Тот помолчал, затем бросил ей на колени что-то матерчатое.
— Одевайся. Имей совесть, я не железный. И моя просьба все еще в силе, помоги мне обработать спину.
— Так мы не вернемся за Микаэлом? — воодушевилась Айрис, сжав в руках одежду.
А сама удивилась собственной наглости — ну надо же, так разговаривать с Ним.
— С чего ты взяла, что умерла?
Оллин продолжал спокойно стоять перед ней, держа еще одежду, видимо, для себя, но Айрис вдруг поняла, что ему очень, очень плохо и больно. Лицо как будто окаменело, он с силой сжимал челюсти.
«Или очень зол на меня. Надо ему все объяснить».
— Но как же, — сказала Айрис тихо, — вокруг ночь, вечная ночь. А был день. А вечная ночь — в темных хоромах Двуединого. Ты пришел за мной, провел меня сквозь очистительное пламя, и теперь на мне нет скверны. Но я была плохой женой, и потому я не в вечных садах, а в вечной ночи… И я не хочу, чтобы мой сыночек попал сюда.
Оллин внимательно выслушал ее. Затем спокойно уточнил:
— Двуединый — это ваш бог?
Она кивнула, продолжая тискать пальцами одежду и сидя перед Оллином в чем мать родила.

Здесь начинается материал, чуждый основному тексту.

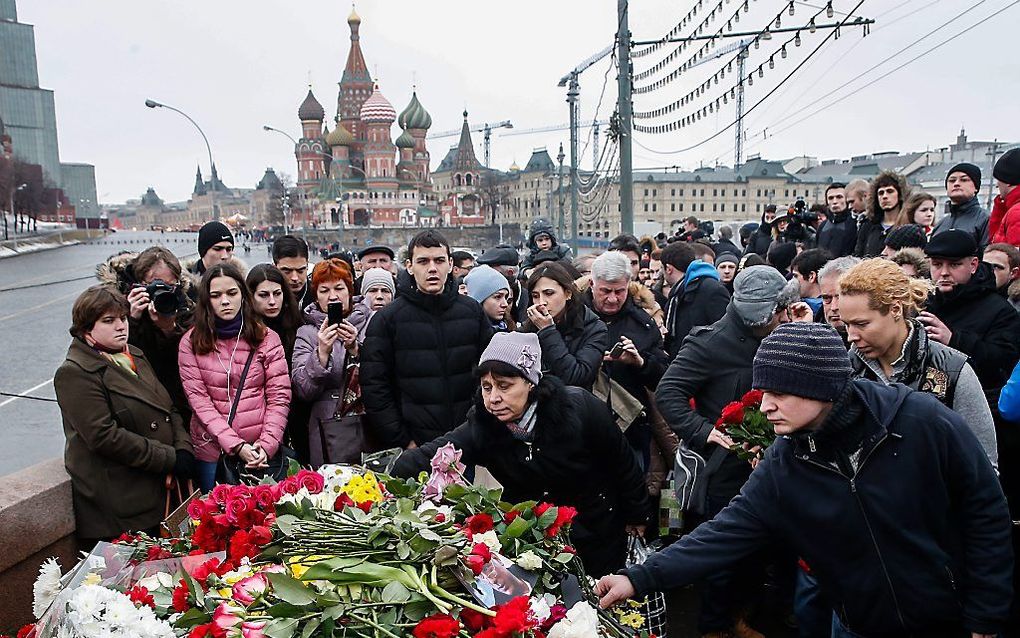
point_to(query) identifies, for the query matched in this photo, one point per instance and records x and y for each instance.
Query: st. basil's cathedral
(381, 181)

Впрочем, разве не оставляет человек все, нажитое на земле, когда переходит в вечную ночь?
— Большего бреда я не слышал, — выдохнул Оллин, — ни от кого и никогда. Но, возможно, я совершенно не знаю людей. Оденься и помоги наконец мне со спиной. До гиперпрыжка осталось восемь минут.

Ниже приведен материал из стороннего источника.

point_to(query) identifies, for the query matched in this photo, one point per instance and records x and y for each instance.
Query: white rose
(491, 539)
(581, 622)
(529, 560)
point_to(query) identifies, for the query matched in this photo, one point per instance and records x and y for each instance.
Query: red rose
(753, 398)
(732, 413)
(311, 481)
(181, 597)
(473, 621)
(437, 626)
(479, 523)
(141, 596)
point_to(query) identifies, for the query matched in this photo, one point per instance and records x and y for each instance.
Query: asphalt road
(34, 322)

Она совершенно не поняла, о каком именно прыжке говорило это божественное создание, но слова «бред» и «спина» все же были знакомы.
Айрис выпуталась из фиксирующих ремней, встала на ноги. Тут же закружилась голова — то ли от страха, то ли от вида бездонного ночного неба. Она поспешно оперлась о спинку кресла, подивилась тому, из какого занятного материала она изготовлена. И не кожа, и не бархат, и не лен… Что-то очень гладкое, мягкое и одновременно плотное. Потом Айрис попыталась разобраться в выданной одежде. И снова это была полная стыдобища — юбки нет, панталон нет… Впрочем, в темных хоромах, видимо, уже все равно… Она с трудом втиснулась в это безобразие, то краснея, то бледнея под пристальным и, надо сказать, голодным взглядом Оллина. Одежда совершенно не закрывала грудь, вырез был от шеи до самого низа живота.
— Не издевайся, — почти прошипел Оллин, — застегнись.
— Что? — она еще раз осмотрела себя. Вид, конечно, еще хуже, чем у городских шлюх, но…
Внезапно он шагнул к ней, протянул руку к нижнему краю разреза и резко потянул вверх маленький металлический язычок. Вжух. И костюм послушно сошелся, закрыв ее тело от ступней до самой шеи.